Red Flag-Alaska Kicks Off With Korean, Finnish Participants

Pacific Air Force’s main large-scale training exercise, Red Flag-Alaska, will kick off Thursday with more than 60 aircraft from more than a dozen units. Aircraft and aircrews from the US Navy, the Republic of Korea Air Force, and the Finnish Air Force will participate in the exercise, which will be conducted at Eielson Air Force Base, JB Elmendorf-Richardson, and the Joint Pacific Alaska Range Complex. The exercise will wrap up Oct. 19, according to a Pacific Air Forces release. The range complex is the main site for high-end training for PACAF units and visiting partners, and the command is working to expand its capability with improved emulators, targets, and decoys to keep it “capable,” PACAF commander Gen. Charles Brown said last month. PACAF needs to continue to “push the envelope” on its training to prepare for potential great power conflict under the National Defense Strategy, he said. Red Flag-Alaska also allows USAF and Republic of Korea aircrews to train together following the suspension of exercises on the Korean Peninsula earlier this year. —Brian Everstine

Strategic Command Inks Information-Sharing Pact with Royal Netherlands Air Force

The US Strategic Command has signed an agreement to share space situational awareness with the Royal Netherlands Air Force, the command said last week. Navy Rear Adm. Richard Correll, the command’s director of plans and policy, signed the agreement Sept. 21 as part of an effort to build a closer defense relationship with Netherlands. Netherlands now joins 15 countries, including the United Kingdom, South Korea, France, Canada, Italy, Japan, Israel, Spain, Germany, Australia, Belgium, the United Arab Emirates, Norway, Denmark, and Brazil, as well as the European Space Agency and the European Organization for the Exploitation of Meteorological Satellites and more than 70 commercial satellite owners, operators, and launchers already in such data-sharing agreements with the command. —Steve Hirsch

Clarification on Aerospace Corp Contract

An item in Tuesday’s Daily Report on a $1 billion Aerospace Corp. contract with the Space and Missile Systems Center incorrectly characterized the work under the contract, based on an erroneous Pentagon notice. According to a subsequent SMC release sent to Air Force Magazine, the contract covers “technical engineering knowledge-based services that assist the government in performing development planning, prototyping, and demonstration for systems and ‘system-of-systems’ enterprise engineering to rapidly develop a portfolio of capabilities to counter near-peer adversaries and outpace the threat.” Moreover, according to the release the contract is for “one base year with nine options” through Fiscal 2028.” —Steve Hirsch


—Secretary of State Mike Pompeo and North Korean leader Kim Jong Un will meet Sunday in North Korea to discuss denuclearization of the Korean Peninsula: Politico.
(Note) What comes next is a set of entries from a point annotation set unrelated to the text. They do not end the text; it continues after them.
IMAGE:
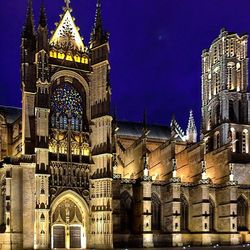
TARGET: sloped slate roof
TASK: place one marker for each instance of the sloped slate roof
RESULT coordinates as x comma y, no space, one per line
134,129
11,114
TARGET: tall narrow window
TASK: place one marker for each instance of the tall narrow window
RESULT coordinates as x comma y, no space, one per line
217,140
217,82
67,104
211,215
233,139
126,220
242,211
229,77
156,212
232,114
184,214
245,141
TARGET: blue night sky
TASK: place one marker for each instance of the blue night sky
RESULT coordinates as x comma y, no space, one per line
155,49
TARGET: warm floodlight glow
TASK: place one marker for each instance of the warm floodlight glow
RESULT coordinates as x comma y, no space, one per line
67,33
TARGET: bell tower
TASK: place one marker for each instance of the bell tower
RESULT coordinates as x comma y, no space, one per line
225,100
101,137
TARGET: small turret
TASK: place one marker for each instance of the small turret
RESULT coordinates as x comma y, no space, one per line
42,32
98,36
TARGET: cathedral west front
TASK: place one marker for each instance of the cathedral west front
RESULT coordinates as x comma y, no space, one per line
72,176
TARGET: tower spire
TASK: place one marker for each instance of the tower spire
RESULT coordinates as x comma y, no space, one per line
98,36
67,2
28,29
42,32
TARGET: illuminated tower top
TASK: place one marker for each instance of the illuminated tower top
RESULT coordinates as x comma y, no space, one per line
67,33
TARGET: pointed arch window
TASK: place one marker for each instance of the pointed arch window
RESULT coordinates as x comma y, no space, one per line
233,139
211,216
66,107
217,140
184,213
242,211
126,223
245,141
156,212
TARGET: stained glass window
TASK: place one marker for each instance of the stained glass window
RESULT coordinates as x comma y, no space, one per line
66,103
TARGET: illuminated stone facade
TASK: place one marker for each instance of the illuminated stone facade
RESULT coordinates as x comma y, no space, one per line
72,176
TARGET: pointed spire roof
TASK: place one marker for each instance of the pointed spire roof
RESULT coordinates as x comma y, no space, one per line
67,33
176,130
28,29
98,36
43,18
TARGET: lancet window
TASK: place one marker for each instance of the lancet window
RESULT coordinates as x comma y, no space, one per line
66,108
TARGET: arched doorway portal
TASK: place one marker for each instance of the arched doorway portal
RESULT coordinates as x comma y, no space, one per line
69,221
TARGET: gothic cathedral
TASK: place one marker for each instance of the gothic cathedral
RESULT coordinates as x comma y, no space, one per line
73,176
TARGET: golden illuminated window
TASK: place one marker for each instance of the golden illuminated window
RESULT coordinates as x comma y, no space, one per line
85,60
61,56
77,58
52,54
86,151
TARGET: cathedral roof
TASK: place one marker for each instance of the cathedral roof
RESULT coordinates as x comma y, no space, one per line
11,114
135,129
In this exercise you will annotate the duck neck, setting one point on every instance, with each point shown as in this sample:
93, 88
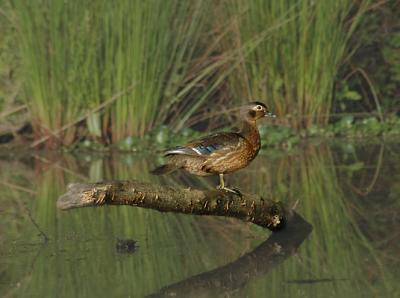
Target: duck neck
250, 132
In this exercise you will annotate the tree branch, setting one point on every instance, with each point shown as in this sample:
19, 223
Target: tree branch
248, 207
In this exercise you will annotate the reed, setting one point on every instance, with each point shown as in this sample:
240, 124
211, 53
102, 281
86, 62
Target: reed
76, 55
292, 67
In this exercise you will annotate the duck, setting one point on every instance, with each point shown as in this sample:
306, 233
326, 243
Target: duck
220, 153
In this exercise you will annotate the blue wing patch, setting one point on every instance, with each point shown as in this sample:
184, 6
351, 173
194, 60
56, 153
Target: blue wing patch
206, 150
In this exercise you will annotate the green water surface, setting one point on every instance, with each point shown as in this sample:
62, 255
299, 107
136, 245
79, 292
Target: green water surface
350, 194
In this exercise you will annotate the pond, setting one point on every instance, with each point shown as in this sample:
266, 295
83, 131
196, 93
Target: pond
349, 193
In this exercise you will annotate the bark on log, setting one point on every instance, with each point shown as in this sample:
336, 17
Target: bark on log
248, 207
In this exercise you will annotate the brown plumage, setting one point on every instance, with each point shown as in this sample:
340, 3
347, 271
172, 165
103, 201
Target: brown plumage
220, 153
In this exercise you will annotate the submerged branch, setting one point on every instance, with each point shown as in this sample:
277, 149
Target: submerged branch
248, 207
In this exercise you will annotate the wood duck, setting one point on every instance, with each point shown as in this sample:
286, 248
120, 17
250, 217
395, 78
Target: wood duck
220, 153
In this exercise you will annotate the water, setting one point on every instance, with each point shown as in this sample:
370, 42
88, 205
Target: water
348, 193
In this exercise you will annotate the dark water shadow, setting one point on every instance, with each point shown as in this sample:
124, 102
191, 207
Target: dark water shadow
236, 275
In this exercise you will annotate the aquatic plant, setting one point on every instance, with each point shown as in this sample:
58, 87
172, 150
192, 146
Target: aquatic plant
122, 68
292, 51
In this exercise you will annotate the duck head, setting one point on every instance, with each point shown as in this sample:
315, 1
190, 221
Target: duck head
255, 110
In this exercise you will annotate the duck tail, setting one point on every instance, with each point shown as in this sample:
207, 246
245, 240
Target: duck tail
164, 169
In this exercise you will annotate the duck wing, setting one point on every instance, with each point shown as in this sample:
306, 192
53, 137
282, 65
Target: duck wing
219, 143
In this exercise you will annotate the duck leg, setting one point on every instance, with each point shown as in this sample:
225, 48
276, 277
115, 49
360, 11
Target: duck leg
223, 187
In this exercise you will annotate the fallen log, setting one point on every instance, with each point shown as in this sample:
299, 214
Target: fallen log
247, 207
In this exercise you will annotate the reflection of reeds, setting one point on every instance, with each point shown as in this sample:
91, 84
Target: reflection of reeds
81, 251
333, 258
81, 260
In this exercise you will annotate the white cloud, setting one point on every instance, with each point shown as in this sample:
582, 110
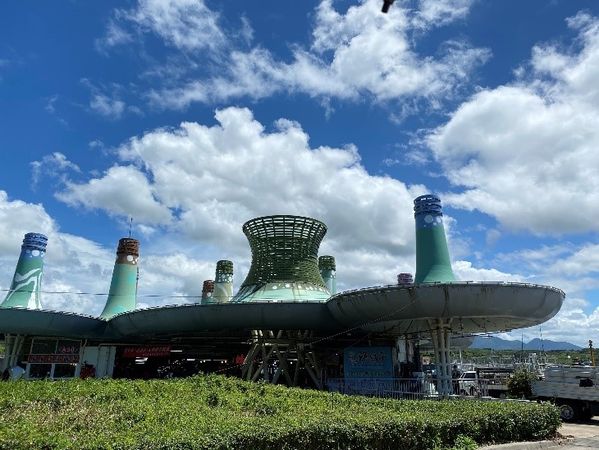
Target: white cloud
359, 54
466, 272
122, 191
571, 324
440, 12
525, 153
188, 25
77, 271
214, 178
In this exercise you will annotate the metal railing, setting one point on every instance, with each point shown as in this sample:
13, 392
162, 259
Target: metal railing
414, 388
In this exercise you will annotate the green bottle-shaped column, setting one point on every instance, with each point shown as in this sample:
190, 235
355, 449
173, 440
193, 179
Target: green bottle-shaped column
122, 296
27, 282
207, 291
223, 282
432, 257
328, 272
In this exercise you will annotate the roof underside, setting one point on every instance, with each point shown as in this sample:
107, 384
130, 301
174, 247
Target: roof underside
391, 310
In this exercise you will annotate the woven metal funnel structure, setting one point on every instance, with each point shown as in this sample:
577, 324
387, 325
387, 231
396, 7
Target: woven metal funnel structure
122, 296
223, 282
26, 284
284, 260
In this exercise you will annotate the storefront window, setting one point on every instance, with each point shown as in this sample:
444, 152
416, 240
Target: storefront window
39, 371
43, 347
64, 370
68, 347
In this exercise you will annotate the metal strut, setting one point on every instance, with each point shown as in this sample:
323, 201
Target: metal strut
282, 353
441, 342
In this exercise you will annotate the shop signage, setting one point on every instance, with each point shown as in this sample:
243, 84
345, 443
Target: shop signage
146, 351
53, 359
368, 362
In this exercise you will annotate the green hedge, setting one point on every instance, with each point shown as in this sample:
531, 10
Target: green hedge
215, 412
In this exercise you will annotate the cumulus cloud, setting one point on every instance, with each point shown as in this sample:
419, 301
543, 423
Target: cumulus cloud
440, 12
573, 323
185, 24
525, 153
77, 270
359, 54
211, 179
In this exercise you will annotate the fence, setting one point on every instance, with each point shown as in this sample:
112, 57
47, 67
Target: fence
413, 388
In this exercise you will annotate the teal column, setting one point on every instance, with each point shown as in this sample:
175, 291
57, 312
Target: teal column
223, 282
207, 291
432, 257
27, 282
328, 272
122, 296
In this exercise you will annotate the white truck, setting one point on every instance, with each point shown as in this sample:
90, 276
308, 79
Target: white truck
575, 389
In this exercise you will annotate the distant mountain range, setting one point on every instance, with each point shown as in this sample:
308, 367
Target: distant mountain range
537, 344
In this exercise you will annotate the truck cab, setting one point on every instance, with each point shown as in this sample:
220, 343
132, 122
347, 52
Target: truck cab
574, 389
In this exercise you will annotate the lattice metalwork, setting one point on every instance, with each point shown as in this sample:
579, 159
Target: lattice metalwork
327, 262
284, 248
224, 266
—SpaceX plans to land a rocket booster at Vandenberg AFB, Calif., for the first time, following Saturday’s launch of a Falcon 9 rocket carrying an observation satellite for the Argentine space agency: Santa Maria Times.

—Roughly six percent of the Total Force, about 126,000 troops, must ensure they are deployable or face separation, under a new policy that went into effect on Monday: Military Times.

—Nine al-Shabab extremists that had attacked Somali government forces were killed in US airstrikes northeast of the port city of Kismayo: The Associated Press.